The financially beleaguered Scandinavian airline was able to take flight when workers agreed to radical measures including lower wages.
According to Lapland University’s Professor of Labour Law Seppo Koskinen, there are signs of similar salary reductions in Finland as well.
“We already have different companies which have agreed to pay cuts where they will pay salaries later if the company turns a profit. Then there are also cases where the employer is given some time to pay salaries,” Koskinen explained.
The professor believes that employers will continue to use salaries to manoeuvre through challenging economic times.
The Baltic passenger shipping company Viking Line will re-launch salary negotiations next month assumes the Estonian flag for one of its vessels, a move that’s expected to lower employee pay by hundreds of euros each.
Companies follow trends
“Companies are taking example from each other when it comes to savings programmes,” said Viking Line shop steward Kima Ojala.
Finland’s umbrella workers union, the Central Organisation of Finnish Trade Unions or SAK, does not expect a wave of similar wage-reduction tactics, however.
“Naturally there will be negotiations about results-related compensation.

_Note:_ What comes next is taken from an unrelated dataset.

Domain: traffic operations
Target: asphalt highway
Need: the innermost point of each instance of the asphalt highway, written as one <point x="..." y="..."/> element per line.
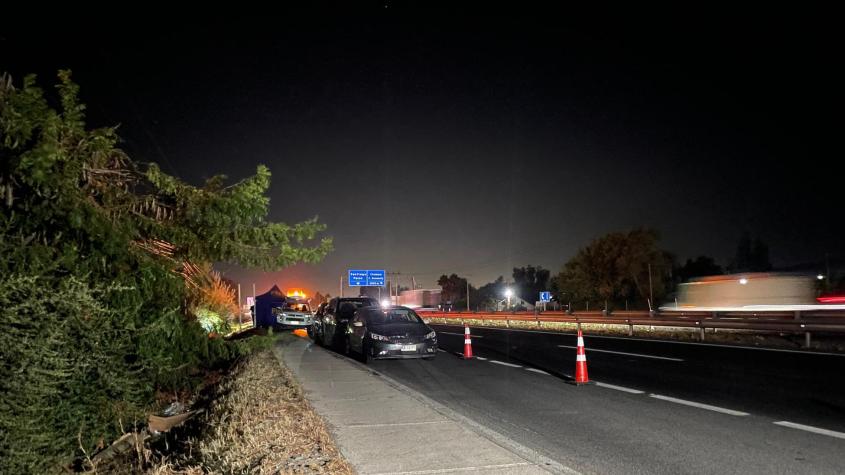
<point x="657" y="407"/>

However businesses and their employees cannot have any framework agreements which put salaries below those set by the collective bargaining process,” SAK Advocacy Director Niklas Elomaa pointed out.
However Professor Koskinen noted that the difficult economic environment has changed even beyond previous assessments.
“A few years ago we would not have believed that there would be this kind of wage development in any Nordic country. We cannot continue to surf on these old assumptions,” he added.